We got Charlie during the pandemic. We have a lifestyle where we are gone a lot. We love to travel and are always out and about. In other words, we weren’t made to be a dog family. That’s what I always told myself, or told my kids when they asked to get a dog. A dog meant “more work” to me, work we couldn’t take on when we are constantly driving places or flying places – doing all of those things we love to do. Then the world shut down and we were home. We thought about it long and hard and took the plunge. A Sheepadoodle puppy became the newest member of our family.

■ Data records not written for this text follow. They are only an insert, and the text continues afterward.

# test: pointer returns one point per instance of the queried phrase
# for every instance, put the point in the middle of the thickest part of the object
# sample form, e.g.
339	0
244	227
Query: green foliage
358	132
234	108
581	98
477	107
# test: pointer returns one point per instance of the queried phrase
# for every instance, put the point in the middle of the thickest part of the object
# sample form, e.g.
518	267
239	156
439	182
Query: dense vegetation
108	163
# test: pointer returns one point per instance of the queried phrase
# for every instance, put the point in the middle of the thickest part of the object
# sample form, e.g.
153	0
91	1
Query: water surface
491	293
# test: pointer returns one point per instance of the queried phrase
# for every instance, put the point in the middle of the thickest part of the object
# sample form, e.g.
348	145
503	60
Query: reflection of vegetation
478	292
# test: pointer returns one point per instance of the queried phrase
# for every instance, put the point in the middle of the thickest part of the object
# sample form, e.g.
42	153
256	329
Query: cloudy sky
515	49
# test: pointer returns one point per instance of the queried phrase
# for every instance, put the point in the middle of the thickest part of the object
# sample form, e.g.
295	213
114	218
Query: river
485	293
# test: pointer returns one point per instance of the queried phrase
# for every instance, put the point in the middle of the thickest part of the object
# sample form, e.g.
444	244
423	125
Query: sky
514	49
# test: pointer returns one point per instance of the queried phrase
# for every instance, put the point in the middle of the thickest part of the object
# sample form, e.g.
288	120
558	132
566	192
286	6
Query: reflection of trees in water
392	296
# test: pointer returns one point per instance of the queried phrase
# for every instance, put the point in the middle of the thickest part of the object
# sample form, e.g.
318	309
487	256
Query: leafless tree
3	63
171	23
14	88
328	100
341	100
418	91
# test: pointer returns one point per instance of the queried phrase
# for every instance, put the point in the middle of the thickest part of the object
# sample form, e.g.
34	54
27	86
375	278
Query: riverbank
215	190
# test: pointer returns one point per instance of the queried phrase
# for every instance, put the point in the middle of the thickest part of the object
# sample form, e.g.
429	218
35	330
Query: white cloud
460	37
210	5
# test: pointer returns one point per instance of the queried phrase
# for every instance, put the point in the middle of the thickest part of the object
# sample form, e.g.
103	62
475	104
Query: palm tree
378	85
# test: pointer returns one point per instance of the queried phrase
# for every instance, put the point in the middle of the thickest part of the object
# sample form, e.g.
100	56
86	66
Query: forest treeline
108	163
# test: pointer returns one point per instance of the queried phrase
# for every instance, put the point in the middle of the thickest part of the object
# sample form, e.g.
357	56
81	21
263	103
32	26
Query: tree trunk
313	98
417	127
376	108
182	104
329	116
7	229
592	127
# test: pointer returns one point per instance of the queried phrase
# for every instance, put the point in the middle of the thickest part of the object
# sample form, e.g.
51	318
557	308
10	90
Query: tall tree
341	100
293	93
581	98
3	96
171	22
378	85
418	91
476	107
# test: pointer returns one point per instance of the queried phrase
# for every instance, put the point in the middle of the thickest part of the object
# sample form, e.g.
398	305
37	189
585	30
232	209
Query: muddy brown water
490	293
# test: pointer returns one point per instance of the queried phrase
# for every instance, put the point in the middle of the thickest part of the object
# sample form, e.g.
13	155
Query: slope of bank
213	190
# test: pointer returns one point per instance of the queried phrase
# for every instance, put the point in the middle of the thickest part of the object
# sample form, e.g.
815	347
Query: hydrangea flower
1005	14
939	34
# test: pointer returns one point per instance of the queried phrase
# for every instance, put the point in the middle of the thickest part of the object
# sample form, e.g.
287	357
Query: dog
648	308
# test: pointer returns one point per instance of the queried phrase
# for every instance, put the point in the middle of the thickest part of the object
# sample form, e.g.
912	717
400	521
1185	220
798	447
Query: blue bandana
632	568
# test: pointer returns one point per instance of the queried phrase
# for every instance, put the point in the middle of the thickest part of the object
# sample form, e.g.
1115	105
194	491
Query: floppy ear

The day Charlie came home. Summer 2020.

When we first got Charlie, both my wife and children had some things that took them away from home for about a week. That left me and this roughly 8-week old dog, together for about 10 days. That was when Charlie really became my dog. I was working from home with nowhere to go. That meant 10 days of being together all day. We connected.

Charlie was always there.

The family always joked that Charlie was my dog. If I went somewhere in the house, he followed behind. When I took a nap, he usually took a nap. If I was doing a workout, he was either laying there on the floor next to me or barking at me to work harder.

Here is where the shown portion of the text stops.